We believe that radical RHCPD (right hemi-colectomy with pancreatoduodenectomy), first reported in 1953, is the preferred choice to achieve R0 resection of LARCC [11,12,13]. Despite the complexity of RHCPD, acceptable mortality and morbidity rates have been reported in several studies [7, 11, 14]. Nevertheless, clinicopathological findings and long-term outcomes of LARCC patients treated by RHCPD are rarely reported [5, 12, 15,16,17,18]. In China, the histologic findings and long-term survival of LARCC treated by RHCPD are also rarely reported [5, 12, 19]. Moreover, the potential relationship between the clinicohistologic-genetic status and prognosis is unknown. In this retrospective study, we aimed to evaluate RHCPD in achieving radical tumor removal of LARCC patients with favorable outcomes and to identify prognostic factors of such patients with malignant involvement of adjacent organs as well as their gene expression and pathologic characteristics.


Patient characteristics

Patients who were diagnosed with primary right-sided colon cancer and accepted radical right colectomy between October 2010 and May 2019, at the Beijing Cancer Hospital, were retrospectively analyzed. The data of demographics, estimated blood loss, duration of surgery, adjuvant and/or neoadjuvant chemotherapy, tumor pathology, mortality, morbidity, and long-term outcomes were collected. Inclusion criteria: (1) no metastasis revealed by preoperative imaging; (2) potential curative resections; (3) colon carcinoma confirmed histologically; (4) T4 malignancy either to pancreas or duodenum revealed by biopsy; (5) available radiologic data at follow-up in our institution. Exclusion criteria: (1) local recurrent tumor; (2) distant metastasis; (3) secondary involvement of the pancreatic head and/or duodenum other than direct infiltration. The protocol was approved by the ethics committee of Beijing Cancer Hospital, and all the patients signed the written informed consent. The 1964 Helsinki declaration and its subsequent amendments were followed.

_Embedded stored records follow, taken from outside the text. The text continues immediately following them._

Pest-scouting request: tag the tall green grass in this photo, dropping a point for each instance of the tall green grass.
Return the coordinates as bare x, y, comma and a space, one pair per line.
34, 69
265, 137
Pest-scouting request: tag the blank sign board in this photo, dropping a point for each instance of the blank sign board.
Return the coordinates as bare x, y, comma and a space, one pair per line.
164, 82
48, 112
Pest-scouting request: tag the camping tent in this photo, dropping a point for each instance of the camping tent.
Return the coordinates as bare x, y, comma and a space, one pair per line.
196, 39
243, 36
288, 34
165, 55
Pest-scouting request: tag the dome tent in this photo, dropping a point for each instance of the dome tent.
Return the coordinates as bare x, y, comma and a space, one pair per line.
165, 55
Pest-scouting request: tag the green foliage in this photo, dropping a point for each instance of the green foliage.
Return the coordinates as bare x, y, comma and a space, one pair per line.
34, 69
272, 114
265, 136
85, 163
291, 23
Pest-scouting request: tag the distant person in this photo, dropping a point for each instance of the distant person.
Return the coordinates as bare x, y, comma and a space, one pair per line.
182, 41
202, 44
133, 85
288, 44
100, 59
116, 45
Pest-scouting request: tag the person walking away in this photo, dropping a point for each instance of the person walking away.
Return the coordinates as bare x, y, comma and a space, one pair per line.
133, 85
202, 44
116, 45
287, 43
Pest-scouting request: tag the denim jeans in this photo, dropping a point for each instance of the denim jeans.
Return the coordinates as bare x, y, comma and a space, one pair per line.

Diagnosis and indications for RHCPD

Local tumor infiltration was evaluated using preoperative computed tomography (CT). Loss of the fat space between the duodenum and the recurrent tumor, protrusion of a nodular mass into the duodenum, or involvement of the head of the pancreas indicated that the tumor involved the duodenum and/or the head of the pancreas. CEA (carcinoembryonic antigen) and CA19-9 (cancer antigen 19-9) levels of all patients were detected before surgery. Colonoscopy and histopathologic determination of the tumor were performed before surgery to confirm colon cancer justifying the need for RHCPD. Below are indications for RHCPD: (1) histologic confirmation of colon carcinoma before surgery; (2) impossible to dissociate the tumor from the pancreas and/or duodenum with gentle mobilization; (3) feasible radical resection according to preoperative evaluation and no distant metastasis; and (4) no severe comorbidity able to tolerate a radical multivisceral excision [5, 16, 17].

Surgical procedure for RHCPD


We first performed a Cattell–Brasch maneuver, and an extended Kocher maneuver was then used to mobilize the duodenum fully [14]. We assessed the amount of infiltration into the pancreas and/or and duodenum and resectability of LARCC after complete mobilization of the right colon and duodenum without removal of the adherent organs. After R0 resection based on the standard procedures, RHCPD was performed. If the SMV (superior mesenteric vein) and/or portal vein was involved, the mesentericoportal vein was also dissected followed by an end-to-end anastomosis.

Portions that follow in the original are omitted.